Руми удивленно проводила его взглядом и повернулась к Макалистеру:
– Что это он?
Генри же не сводил глаз с ухмыляющегося Акихико:
– Да как вы… как у вас язык повернулся? – едва справившись с внезапным приступом ярости, выпалил Генри. – Вы вообще сознаете, как его сейчас оскорбили?
– Считаете себя непричастным?
Генри замолчал. Простой вопрос оказался для него слишком сложным. Потом швырнул злосчастный веер Асикаге и, чертыхнувшись по-английски, поспешил вслед за Соратой. Руми что-то крикнула вдогонку, ей вторил спокойный голос зама, но Генри не стал вслушиваться, иначе без мордобоя точно бы не обошлось.
Кимура яростно сдирал с себя детали женского наряда, когда Генри ворвался в костюмерную. На скрип двери Сората не обернулся, стоя в развязанном халате посреди комнаты, и выпутывал из волос красный шнурок, руки не слушались, но он упорно дергал тугой узел. Оби валялось на полу желтой змеей.
– Дай помогу, – Генри, не дожидаясь неминуемого отказа, подошел и потянул за край шнурка. Узел легко развязался, и освобожденные волосы рассыпались по плечам и спине. – Ты… ты как? Слушай, не принимай близко к сердцу, завтра все забудется, я уверен.
Сората дернулся, порываясь отбить руку, но не успел, и кисть рассекла воздух.
– Забудется? – Он отскочил в сторону, скидывая с себя остатки кимоно. – Конечно, забудется! Это же не тебя… – Он едва не задыхался от обуревавших его эмоций и не договорил. Тыльной стороной ладони стер с губ помаду, оставляя на руке алый след почти до самого локтя, и все-таки выкрикнул зло. – Не тебя одевали в женское кимоно!
В этом возгласе было столько отчаяния, что Макалистер догадался – дело не только в дурацком переодевании, сумасшедших идеях Руми и стычке с Акихико.
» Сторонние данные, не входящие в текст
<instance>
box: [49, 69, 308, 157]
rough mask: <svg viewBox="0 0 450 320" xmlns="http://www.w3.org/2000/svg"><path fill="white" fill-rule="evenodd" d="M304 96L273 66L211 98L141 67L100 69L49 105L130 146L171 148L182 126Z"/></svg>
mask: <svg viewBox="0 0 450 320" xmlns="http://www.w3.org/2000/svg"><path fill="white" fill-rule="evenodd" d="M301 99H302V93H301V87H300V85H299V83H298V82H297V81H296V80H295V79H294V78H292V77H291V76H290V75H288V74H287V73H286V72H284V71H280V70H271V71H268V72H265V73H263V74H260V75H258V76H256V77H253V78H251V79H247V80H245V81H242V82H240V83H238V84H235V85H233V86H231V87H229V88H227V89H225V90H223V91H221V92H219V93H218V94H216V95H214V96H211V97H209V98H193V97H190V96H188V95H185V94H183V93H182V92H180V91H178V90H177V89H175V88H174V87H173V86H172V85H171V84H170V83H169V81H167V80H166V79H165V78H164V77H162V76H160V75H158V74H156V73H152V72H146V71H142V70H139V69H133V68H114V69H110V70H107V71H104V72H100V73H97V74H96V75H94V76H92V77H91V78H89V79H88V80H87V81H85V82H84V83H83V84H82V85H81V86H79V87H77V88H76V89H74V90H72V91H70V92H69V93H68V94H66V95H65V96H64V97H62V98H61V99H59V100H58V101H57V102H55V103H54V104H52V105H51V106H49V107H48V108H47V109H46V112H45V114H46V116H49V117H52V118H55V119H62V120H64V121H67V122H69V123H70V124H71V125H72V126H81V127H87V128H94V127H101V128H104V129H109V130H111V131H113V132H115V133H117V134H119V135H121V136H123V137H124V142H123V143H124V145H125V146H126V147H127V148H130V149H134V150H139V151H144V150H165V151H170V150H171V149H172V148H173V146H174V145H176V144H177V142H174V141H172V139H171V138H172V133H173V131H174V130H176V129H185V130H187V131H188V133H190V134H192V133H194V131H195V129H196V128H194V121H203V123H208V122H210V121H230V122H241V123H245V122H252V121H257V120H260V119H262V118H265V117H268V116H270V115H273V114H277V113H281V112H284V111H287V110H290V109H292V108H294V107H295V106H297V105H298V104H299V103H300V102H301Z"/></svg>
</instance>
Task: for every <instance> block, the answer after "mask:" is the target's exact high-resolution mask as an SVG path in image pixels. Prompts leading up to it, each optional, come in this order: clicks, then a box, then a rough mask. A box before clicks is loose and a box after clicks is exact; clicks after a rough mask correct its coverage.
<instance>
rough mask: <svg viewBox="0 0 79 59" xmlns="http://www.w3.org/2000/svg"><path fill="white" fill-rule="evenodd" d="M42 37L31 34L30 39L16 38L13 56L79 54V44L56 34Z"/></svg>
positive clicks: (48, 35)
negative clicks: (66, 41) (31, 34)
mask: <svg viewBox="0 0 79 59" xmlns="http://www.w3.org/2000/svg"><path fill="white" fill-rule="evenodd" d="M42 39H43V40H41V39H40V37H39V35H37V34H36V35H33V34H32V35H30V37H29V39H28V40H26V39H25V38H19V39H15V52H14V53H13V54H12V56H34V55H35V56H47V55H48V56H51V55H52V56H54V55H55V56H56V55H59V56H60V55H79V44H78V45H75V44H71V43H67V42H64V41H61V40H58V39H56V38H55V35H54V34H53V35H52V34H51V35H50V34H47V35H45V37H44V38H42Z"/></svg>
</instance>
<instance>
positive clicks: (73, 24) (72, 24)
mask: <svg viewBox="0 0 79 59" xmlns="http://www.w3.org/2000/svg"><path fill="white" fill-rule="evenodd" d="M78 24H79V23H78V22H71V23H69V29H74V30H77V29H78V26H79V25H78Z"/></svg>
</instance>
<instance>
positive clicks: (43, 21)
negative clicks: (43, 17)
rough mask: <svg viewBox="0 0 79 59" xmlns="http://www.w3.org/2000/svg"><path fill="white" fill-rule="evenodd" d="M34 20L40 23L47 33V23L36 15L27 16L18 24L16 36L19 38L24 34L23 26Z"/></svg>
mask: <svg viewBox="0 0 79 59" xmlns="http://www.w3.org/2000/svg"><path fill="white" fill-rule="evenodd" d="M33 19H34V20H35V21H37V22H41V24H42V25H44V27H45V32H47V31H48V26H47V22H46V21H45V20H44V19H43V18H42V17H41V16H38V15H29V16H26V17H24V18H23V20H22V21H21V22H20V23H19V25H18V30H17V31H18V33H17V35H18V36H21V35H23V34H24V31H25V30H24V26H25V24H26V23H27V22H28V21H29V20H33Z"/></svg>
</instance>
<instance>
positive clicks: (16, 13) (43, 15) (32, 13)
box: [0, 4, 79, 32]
Он слишком долго копил в себе обиды, и чаша переполнилась.
– Отнесись к этому как к спектаклю, игре. – Генри честно пытался изображать спокойствие и легкость, но мучения Сораты отчего-то воспринимались как свои собственные. – Черт! – Мужчина с силой ударил по стене кулаком. – Вот же урод! Я заставлю его извиниться! А ты, – он сгреб со стула аккуратно сложенную одежду Кимуры и бросил ему, – одевайся.
Глаза Сораты, подведенные тушью, влажно блестели, полные злых слез, и Генри страстно хотелось сделать хоть что-нибудь, чтобы вернуть им прежнее ехидное выражение. Здесь они были вдвоем, как тогда на маяке, как в медпункте после сражения с паучихой или ночью в комнате коменданта за разбором журналов. Им вроде бы незачем было таиться друг от друга, но Кимура упорно сдерживал себя, кажется, будто он сам не знал до конца, на что был способен, ослабь он этот постоянный контроль.
– У меня этот спектакль уже в печенках сидит, – огрызнулся Кимура, но уже спокойнее, чем минуту назад, поймал одежду и отвернулся, старательно стирая с глаз остатки расплывшейся туши. – Каждый считает, что вправе сказать мне любую гадость. Знаешь, кем я уже успел побывать? – чувствовалось, что, борясь с завязками на брюках, Сората снова начал заводиться. – Хотя нет, трансвеститом меня назвать догадался только ты!
Он замер, зло сверкая глазами на Генри:
– И как? Почувствовал себя… удовлетворенным?
Генри мысленно перевел дух, хотя последнее замечание друга было довольно ядовитым. И все же, похоже, что Сората потихоньку успокаивался. Лучше пусть ругается и кричит, в некоторой степени Генри даже льстило, что именно ему выпала честь стать свидетелем срыва гордого «самурая».
– Вполне. – Он кивнул. – Значит, ты еще в обиде, да? Может, мне извиниться? Признаю, я был не совсем прав.
– Не совсем? Да вам даже смелости не хватает, чтобы полностью признать свою вину! – воскликнул Сората, эмоционально взмахнув руками, не замечая, как переходит на официальный тон, что в его случае, как заметил Макалистер, означало крайнюю степень раздражения. – Думаете, извинения решат проблему? Думаете, можно оскорбить кого-то, а потом просто взять и извиниться? Вы… – Он набрал в грудь побольше воздуха, но сумел сдержаться. Перевел дыхание и почти спокойно, чуть дрожащим голосом сказал. – Знаете, Генри, довольно. – Сората стер салфеткой грязные разводы с лица. – Идите к черту. Видеть вас больше не желаю.